Christian Kölbl: Selbstreflexion. Marian Arndt, 1. Auflage, 250 Exemplare, 2022. Foto: Johannes Listewnik.

Wie viel Ärger braucht die Kunst?
Es gibt da ja so ein ungeschriebenes Gesetz, das eine konsensfähige Kritik als die Ingredienz einer jeden guten Kunst festschreibt. Das sehe ich anders. Meines Erachtens sollte Ärger maximiert werden. Kunst braucht Reaktion und die sollte im besten Fall nicht als Selbstbeweihräucherung enden. Jede*r applaudiert in die gleiche Richtung. Jemand mit Rechts Links Schwäche wird wegen ambivalenter Unentschlossenheit ausgebuht. Was ich damit eigentlich sagen will, ohne mit malerischen Metaphern um mich zu schmeißen: Die Rolle von Kritik muss grundsätzlich überdacht werden.

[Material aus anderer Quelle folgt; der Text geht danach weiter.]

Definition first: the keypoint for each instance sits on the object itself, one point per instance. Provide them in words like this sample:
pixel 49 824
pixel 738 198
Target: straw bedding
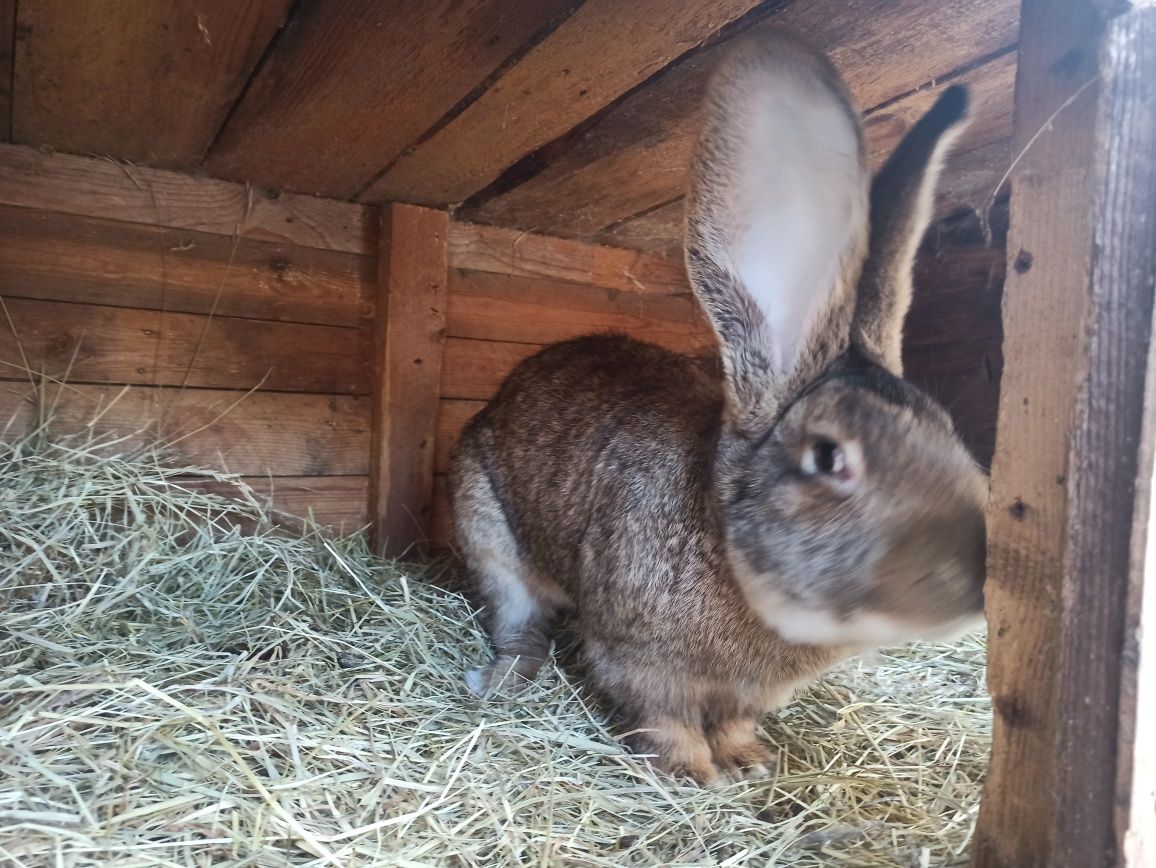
pixel 184 684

Christian Kölbl: EXHIBITION OPENING, Fountain, G2 Kunsthalle, Leipzig, 2021. Foto: Anna Sophie Knobloch. // Christian Kölbl: EXHIBITION OPENING, Installationsansicht mit Obstrutschen, G2 Kunsthalle, Leipzig, 2021, Foto: Anna Sophie Knobloch.

Wie steht es denn gegenwärtig um die Kritik?
Es scheint so, als sei das größte Ziel, mit Kritik alles radikal richtig zu machen. Als ginge es darum, zu zeigen: Ich bin gut und ich grenze mich von den Bösewichten ab. Das führt zum reinen Effekt und damit zu einer Wohlfühlkunst, die auf Konsens basiert. Ambivalenzen sind darin nicht vorgesehen, Kunst geht ein in einer Wellnessoase. Also braucht diese Wohlfühlkunst allein schon deshalb Ärger, um sich selbst das Gefühl zu geben, alles gut zu machen, gute Kritik zu äußern. Diesen Dienst leiste ich gern und klopfe da noch mit auf die Schultern.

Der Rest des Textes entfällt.